I do think that Trump’s posturing on abortion is probably a good strategy in this regard, for what it’s worth. Making it a state’s rights issue is a way to sidestep the larger moral questions at the federal level and letting voters decide in those states is probably a pathway forward that doesn’t turn off many Christian conservatives and likely doesn’t repel the growing number of Republican nones.
Code for this post can be found here.
Point of personal privilege here.
Our family got a dog in October of 2009. She was a little Yorkshire Terrier named Lucy. She never weighed more than seven pounds. She also never left my side. I say this without any exaggeration - that dog was laying right next to me in my office chair for every word I’ve written during the the last dozen or so years. She was there when I wrote my dissertation, when I signed my first book contract, and when I started this Substack.
She moved in with my wife and I about ten weeks after we bought our house. She was there when we renovated nearly every part of it. She was waiting when we brought home our two boys from the hospital. It’s amazing how much one’s life changes between 27 and 42 years old.
Yorkies are attachment dogs and I was her person. She demanded that I take her on two or three walks every day. As she moved into senior status, those walks got shorter, her pace get slower, her world got smaller. I acted like I hated taking her around the yard. I really did love it. It was a perfect opportunity to stand up, walk around, and think about what I was writing before I started tapping the keys again. She was the physical manifestation of the idea that we are not built to just work. We need breaks, too.
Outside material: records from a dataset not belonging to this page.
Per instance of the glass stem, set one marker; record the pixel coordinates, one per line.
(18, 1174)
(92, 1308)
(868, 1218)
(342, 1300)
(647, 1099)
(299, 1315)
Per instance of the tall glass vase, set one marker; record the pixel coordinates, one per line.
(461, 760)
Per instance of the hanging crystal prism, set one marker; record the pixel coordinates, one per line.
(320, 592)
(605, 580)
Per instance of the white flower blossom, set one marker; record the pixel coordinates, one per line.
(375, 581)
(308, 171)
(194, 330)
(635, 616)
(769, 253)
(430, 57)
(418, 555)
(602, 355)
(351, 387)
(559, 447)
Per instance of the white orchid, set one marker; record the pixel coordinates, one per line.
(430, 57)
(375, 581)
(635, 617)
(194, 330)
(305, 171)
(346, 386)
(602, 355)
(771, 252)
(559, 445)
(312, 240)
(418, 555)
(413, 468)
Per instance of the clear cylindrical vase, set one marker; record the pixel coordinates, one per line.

Lucy’s time on this Earth ended on Saturday, May 4. She would have been 15 years old in August. Every day of her life I told her two simple things:
You are the best dog they ever made. You are going to live forever.
I knew both of those statements were false, but I very desperately wanted them to be true.
I’m going to miss that dog.
I am so sorry for the loss of your dog Lucy. I'm still grieving my beagle, to whom we said goodbye last year. It hurts.
So sorry for your loss. Glad you got to be her human!